Le Tribunal fédéral n’avait pas encore eu l’occasion de se prononcer sur le délai de prescription applicable à la prétention en dommages-intérêts pour violation de l’obligation contractuelle découlant du contrat de travail de conclure une assurance de prévoyance surobligatoire en faveur de l’employé. Il le fait aujourd’hui curieusement au détours un arrêt qui n’est pas destiné à la publication (sic !). On restituera donc ci-après ces développements, qui me semblent d’une certaine importance pratique dans les contrats de cadre notamment :
La cour cantonale a considéré que les prétentions du travailleur constituent [notamment] des dommages-intérêts pour inexécution de l’obligation de conclure une assurance surobligatoire, fondée sur l’art. 97 al. 1 CO. Elle a jugé que l’arrêt 4C.175/2004 du 31 août 2004 n’est pas déterminant pour la question ici posée [prescription] [en tant que, dans cet arrêt, la prétention avait un caractère de salaire. Partant, la prescription décennale de l’art. 127 CO est selon elle applicable.
La recourante [l’employeuse] soutient que la prétention du travailleur relative à l’assurance » bel étage » est une composante du salaire, qu’elle se prescrit par cinq ans (art. 128 ch. 3 CO) et non par dix ans (art. 127 CO) et que les prétentions antérieures à 2010 sont donc prescrites. Elle tire argument du fait que l’intimé a indiqué, dans sa demande du 27 mai 2016, que » les assurances LPP sur-obligatoires » spéciales cadres » constituent […] un véritable élément de rémunération qui est offert au travailleur « .
De son côté, le travailleur intimé fait valoir que l’art. 128 ch. 3 CO est une disposition exceptionnelle qui doit être appliquée de manière restrictive et qui ne vise que les créances qui présentent la caractéristique d’être un salaire. Selon lui, tel ne serait pas le cas de sa créance en dommages-intérêts pour non-conclusion de l’assurance de prévoyance surobligatoire, son dommage consistant en la non-augmentation de son avoir de prévoyance en sa faveur; la prévoyance professionnelle ne serait pas une créance de salaire puisqu’elle ne vise pas à rémunérer le travail effectué par le travailleur, mais à lui garantir une prévoyance adéquate pour sa retraite.
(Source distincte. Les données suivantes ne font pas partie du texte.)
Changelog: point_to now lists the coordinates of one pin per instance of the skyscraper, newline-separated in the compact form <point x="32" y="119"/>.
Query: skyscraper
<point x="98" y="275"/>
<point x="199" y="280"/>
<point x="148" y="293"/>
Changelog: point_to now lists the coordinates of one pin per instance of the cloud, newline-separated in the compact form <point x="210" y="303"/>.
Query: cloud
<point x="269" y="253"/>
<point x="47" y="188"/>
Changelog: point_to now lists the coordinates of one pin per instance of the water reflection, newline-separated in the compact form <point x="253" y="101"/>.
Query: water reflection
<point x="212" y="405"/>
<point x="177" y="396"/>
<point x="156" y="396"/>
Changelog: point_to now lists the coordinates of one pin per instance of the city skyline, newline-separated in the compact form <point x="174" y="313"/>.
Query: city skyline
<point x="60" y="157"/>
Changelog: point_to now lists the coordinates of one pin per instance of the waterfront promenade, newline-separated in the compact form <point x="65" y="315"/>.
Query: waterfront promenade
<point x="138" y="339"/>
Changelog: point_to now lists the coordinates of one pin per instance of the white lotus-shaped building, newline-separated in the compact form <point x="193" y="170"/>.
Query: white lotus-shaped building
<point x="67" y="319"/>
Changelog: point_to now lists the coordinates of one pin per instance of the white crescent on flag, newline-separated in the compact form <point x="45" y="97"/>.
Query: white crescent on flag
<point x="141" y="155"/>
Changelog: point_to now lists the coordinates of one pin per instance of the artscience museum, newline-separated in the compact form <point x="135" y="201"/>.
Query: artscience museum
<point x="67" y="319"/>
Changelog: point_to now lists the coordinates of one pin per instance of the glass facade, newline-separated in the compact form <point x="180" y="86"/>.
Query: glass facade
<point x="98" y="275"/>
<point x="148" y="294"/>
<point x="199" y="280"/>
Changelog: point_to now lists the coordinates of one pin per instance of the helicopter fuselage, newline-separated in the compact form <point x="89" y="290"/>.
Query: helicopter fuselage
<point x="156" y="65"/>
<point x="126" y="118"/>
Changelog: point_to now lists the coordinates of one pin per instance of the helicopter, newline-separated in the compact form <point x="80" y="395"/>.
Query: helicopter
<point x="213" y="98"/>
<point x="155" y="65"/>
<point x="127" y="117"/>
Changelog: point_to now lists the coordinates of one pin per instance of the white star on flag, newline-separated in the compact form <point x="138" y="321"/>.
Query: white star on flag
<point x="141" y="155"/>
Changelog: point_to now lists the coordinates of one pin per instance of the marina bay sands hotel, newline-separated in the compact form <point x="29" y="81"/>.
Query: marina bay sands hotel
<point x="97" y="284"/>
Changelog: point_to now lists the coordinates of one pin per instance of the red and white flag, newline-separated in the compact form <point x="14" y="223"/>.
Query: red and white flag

On ne saurait la comparer à une assurance perte de gain pour cause de maladie qui, elle, remplace le salaire dû en vertu de l’art. 324a CO.
Qu’en est-il ?
Conformément à l’art. 127 CO, toutes les actions se prescrivent par dix ans, lorsque le droit civil fédéral n’en dispose pas autrement. Tel est notamment le cas de l’art. 128 ch. 3 CO, qui prévoit un délai de prescription de cinq ans pour » les actions des travailleurs pour leurs services « .
Selon la jurisprudence, le texte de l’art. 128 ch. 3 CO relatif aux travailleurs a une formulation large (ATF 147 III 78 consid. 6.5; 136 III 94 consid. 4.1). Cette disposition ne distingue pas les différents types de prétentions que pourrait faire valoir le travailleur sur la base de son contrat de travail et vise, comme dans sa version d’origine, à favoriser la liquidation rapide des créances en rémunération des affaires courantes (ATF 147 III 78 consid. 6.5-6.6 et les références citées).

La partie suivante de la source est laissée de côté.